The three musicians will be playing Beethoven’s Trio in B-flat Op. 11 at 4 pm on Sunday, September 18 in the Hilton College Chapel as part of the Music Revival series.
The work was written by Beethoven in 1797 at the request of Joseph Beer, a noted, who, however, considered it an insufficiently flashy vehicle for his talents and may never have performed it.
Beethoven used a melody drawn from Joseph Weigl’s opera L’Amor mariner in the variations of the finale. The tune was all the rage in Vienna at the time, to the point where it was hummed and whistled in the city’s streets, and gave the trio the nickname “Gassenhauer” (street tune).
Durban-born Du Plessis, who has played the work several times in the course of his career, says it changes which every performance.
“The music is ever changing. The more I play it, the more I discover about it; how the instruments blend, the direction of the phrasing etc,” he added.
Asked what he enjoyed about playing the music of Beethoven, the cellist said it was the fact that it is so universal. He added: “Anybody can be moved by it. It’s for everybody.”
Du Plessis and Duigan will also perform Beethoven’s ebullient Sonata in A major Op 69 – a tour de force of lyricism and brilliance that signals one of the first major compositions for this piano cello combination, and sees Beethoven at his most optimistic.
“The Sonata is one of the best works written for the instrumental combination of cello and piano,” says du Plessis. “It also covers a very broad spectrum of emotions – drama, beauty, urgency, joy…”

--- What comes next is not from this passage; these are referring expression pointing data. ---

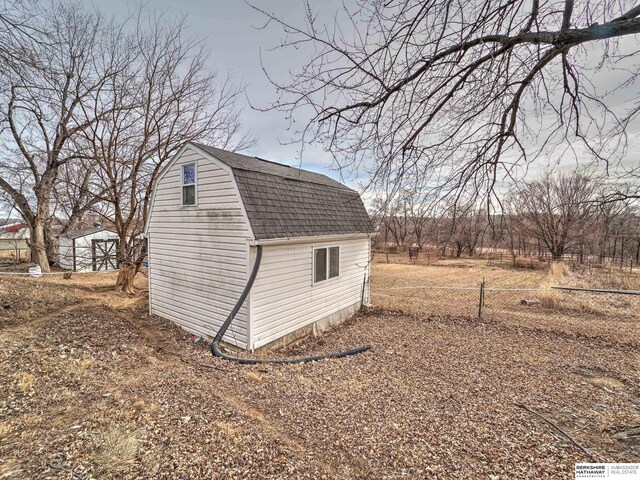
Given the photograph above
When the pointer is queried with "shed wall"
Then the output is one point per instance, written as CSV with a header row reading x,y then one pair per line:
x,y
284,297
198,254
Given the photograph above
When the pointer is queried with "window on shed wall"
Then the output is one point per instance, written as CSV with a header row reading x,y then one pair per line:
x,y
326,263
189,184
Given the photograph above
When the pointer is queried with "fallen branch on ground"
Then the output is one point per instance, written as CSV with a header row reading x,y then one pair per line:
x,y
584,450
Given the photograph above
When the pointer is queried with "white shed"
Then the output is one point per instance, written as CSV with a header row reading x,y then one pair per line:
x,y
210,210
89,250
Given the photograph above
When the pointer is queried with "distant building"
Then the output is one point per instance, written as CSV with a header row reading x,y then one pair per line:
x,y
13,241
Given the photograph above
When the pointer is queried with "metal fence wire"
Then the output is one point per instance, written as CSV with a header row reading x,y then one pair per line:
x,y
483,300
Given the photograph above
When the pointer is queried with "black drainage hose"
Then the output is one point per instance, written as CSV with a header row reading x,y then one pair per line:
x,y
215,346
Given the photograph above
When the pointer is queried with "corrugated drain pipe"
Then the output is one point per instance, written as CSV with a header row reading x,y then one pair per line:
x,y
215,346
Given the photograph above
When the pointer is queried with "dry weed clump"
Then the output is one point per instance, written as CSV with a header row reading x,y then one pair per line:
x,y
593,303
116,453
530,263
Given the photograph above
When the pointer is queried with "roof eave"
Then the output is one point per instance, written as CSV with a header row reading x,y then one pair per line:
x,y
310,239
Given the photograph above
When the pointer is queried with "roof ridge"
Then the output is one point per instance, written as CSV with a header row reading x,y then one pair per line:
x,y
335,183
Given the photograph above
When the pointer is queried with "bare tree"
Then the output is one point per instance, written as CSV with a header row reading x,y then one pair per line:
x,y
462,93
166,97
556,210
42,108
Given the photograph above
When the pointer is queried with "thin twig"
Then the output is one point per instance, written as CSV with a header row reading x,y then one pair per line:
x,y
584,450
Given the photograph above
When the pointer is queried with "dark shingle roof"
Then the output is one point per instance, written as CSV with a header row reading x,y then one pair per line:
x,y
286,202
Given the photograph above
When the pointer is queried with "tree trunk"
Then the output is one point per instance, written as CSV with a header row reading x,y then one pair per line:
x,y
126,276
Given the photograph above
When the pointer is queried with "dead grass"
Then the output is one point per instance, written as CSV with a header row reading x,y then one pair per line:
x,y
116,393
447,289
115,453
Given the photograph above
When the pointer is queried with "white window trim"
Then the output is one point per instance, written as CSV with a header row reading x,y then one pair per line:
x,y
182,184
313,272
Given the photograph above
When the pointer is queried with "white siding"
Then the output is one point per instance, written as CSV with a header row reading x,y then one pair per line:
x,y
284,297
198,254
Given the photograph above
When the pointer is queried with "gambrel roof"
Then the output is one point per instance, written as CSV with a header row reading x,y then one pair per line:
x,y
286,202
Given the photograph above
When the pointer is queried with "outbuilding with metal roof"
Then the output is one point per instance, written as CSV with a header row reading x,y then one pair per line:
x,y
211,209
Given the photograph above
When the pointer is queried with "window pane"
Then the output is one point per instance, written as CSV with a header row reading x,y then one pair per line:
x,y
189,195
188,174
334,262
321,265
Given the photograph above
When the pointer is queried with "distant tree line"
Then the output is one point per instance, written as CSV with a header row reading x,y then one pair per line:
x,y
91,110
554,215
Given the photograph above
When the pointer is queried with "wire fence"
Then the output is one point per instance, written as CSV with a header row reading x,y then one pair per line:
x,y
505,259
483,300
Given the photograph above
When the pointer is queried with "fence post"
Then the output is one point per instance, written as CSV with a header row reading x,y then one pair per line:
x,y
481,300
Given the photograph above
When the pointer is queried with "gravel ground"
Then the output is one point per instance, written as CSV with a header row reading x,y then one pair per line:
x,y
92,387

Du Plessis – the co-principal cellist with the KwaZulu-Natal Philharmonic Orchestar – has performed in some of the world’s most renowned concert halls, including the Zürich Tonhalle and Vienna Musikverein and the Berliner Philharmonie, but he’s just as excited to be performing in the intimate Hilton College Chapel.
“I love the fact that we in KwaZulu-Natal have such a diverse and intense arts festival right on our doorstep, and that every year presents new opportunities to perform great music for an engaging audience,” he says.

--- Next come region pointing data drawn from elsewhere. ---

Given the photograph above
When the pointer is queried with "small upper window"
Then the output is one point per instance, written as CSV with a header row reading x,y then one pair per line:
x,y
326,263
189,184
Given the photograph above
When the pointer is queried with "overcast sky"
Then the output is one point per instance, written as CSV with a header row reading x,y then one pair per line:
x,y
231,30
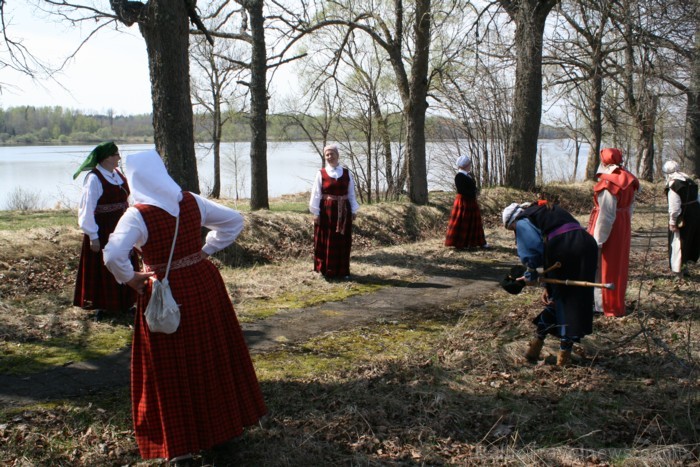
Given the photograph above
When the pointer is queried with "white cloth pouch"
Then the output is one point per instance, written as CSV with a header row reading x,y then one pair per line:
x,y
162,313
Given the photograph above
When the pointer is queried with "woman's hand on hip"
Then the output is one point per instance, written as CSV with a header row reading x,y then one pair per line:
x,y
139,281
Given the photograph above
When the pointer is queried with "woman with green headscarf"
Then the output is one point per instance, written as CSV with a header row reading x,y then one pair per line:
x,y
103,201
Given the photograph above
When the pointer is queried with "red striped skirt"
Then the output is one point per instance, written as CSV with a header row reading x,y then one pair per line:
x,y
195,388
465,229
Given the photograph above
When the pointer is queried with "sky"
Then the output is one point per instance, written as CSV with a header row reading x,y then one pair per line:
x,y
109,72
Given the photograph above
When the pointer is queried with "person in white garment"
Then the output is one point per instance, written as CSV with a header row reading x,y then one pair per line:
x,y
104,199
683,218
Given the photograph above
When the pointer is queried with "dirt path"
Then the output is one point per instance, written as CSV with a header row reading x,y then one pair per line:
x,y
286,327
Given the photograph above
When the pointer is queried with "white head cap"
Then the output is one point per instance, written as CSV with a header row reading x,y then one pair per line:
x,y
150,183
670,167
510,213
463,161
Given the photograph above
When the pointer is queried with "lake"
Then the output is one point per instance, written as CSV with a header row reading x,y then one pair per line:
x,y
47,171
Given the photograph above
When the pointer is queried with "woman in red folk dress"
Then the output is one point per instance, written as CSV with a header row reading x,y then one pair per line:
x,y
194,388
611,226
103,201
465,229
334,208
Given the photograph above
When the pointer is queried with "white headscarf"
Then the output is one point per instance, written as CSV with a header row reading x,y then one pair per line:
x,y
463,161
671,170
510,213
670,167
150,183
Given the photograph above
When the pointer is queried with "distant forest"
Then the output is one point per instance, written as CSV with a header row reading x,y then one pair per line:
x,y
27,125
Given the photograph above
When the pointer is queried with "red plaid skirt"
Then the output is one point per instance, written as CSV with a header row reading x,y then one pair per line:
x,y
195,388
465,229
331,248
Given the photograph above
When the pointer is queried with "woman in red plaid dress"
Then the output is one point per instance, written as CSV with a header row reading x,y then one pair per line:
x,y
334,207
103,201
195,388
465,229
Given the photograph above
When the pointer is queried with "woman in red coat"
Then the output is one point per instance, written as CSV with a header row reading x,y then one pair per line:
x,y
611,226
103,201
465,229
334,207
194,388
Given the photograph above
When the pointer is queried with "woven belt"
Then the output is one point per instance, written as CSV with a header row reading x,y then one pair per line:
x,y
568,227
342,211
102,208
183,262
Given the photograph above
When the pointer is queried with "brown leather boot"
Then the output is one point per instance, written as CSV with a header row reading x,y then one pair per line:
x,y
534,349
564,358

Tickets for the concert are R120. To book email tickets@hiltoncollege.com
There are three other concerts in the Beethoven series at the Hilton Arts Festival. In the first recital, Joanna Frankel and Duigan will be performing Beethoven’s Violin Sonata in A Op.47 ‘ Kreutzer’ and Sonata in A major by Belgian-French Cesar Franck at 8 pm on Friday, September 16.

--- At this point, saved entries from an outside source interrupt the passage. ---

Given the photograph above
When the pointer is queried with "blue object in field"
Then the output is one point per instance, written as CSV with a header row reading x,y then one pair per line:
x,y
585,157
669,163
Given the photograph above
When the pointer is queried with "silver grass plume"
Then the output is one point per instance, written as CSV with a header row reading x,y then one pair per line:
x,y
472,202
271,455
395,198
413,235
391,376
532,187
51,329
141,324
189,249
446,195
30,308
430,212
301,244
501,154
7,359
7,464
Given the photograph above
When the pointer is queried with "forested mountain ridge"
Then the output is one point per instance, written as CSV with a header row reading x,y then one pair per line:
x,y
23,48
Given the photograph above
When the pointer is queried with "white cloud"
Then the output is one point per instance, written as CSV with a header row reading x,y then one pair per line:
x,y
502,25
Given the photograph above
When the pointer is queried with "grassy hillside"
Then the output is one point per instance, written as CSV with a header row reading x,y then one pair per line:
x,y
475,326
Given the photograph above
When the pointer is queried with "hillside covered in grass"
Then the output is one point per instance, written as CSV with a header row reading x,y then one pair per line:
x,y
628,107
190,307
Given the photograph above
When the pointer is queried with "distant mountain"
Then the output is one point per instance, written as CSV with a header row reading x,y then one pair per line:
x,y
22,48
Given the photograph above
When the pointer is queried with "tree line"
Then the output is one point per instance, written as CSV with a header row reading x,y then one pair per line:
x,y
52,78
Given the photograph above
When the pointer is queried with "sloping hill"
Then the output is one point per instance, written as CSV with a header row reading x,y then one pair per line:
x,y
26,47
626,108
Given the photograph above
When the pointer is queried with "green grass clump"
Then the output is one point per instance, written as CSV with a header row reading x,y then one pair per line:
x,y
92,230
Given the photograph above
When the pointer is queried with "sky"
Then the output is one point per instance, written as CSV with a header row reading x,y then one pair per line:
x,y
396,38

In the second concert, at 4 pm on Saturday, September 17, Duigan will be joined by the KZN Philharmonic Quartet to perform elections Mozart’s Concertos, in C major K415, and Beethoven’s Piano Concerto No 3 in C minor.
And at 10 am on Sunday, September 18, Duigan will perform three sonatas from the canon of Beethoven’s 32 Piano Sonatas.
To book for these concerts email tickets@hiltoncollege.com
For more information about the concerts and the Hilton Arts Festival in general, log on to http://www.hiltonfestival.co.za, like the Facebook page: Hilton Arts Festival or follow the festival on Twitter @HiltonFest.
Inquiries: 033 383 0126/7 or email festival@hiltoncollege.com
DID YOU KNOW?
Aristide du Plessis has won numerous prizes including the Kiwanis Chamber Music Prize (Switzerland), ATKV Musiq, FMR/Nussbaum, and the Stellenbosch National Ensemble Competition.
He has done chamber music collaborations with Nina Schumann, Peter Martens, Keiko Tamura, Frank Stadler, Daniel Rowland, Marian Lewin and Gareth Lübbe.
As a soloist he has performed since the age of 15 with all of the country’s leading orchestras including the KZN Philharmonic, the Cape Philharmonic, and Camerata Tinta Barocca (Cape Town), under the batons of conductors Naum Rousine, Lykele Temmingh, Alexander Fokkens and Brandon Phillips.
A graduate of the University of Cape Town, his initial training was with Kolio Kolev and later Boris Kerimov. A scholarship from the prestigious Oppenheimer Memorial Trust enabled him to further his studies at the Zürich University of the Arts, where he studied with the renowned pedagogue and Principal cellist of the Tonhalle Orchestra, Thomas Grossenbacher.
Du Plessis plays on a cello made for him in 2009 by P. Petkov in Kazanlak, Bulgaria.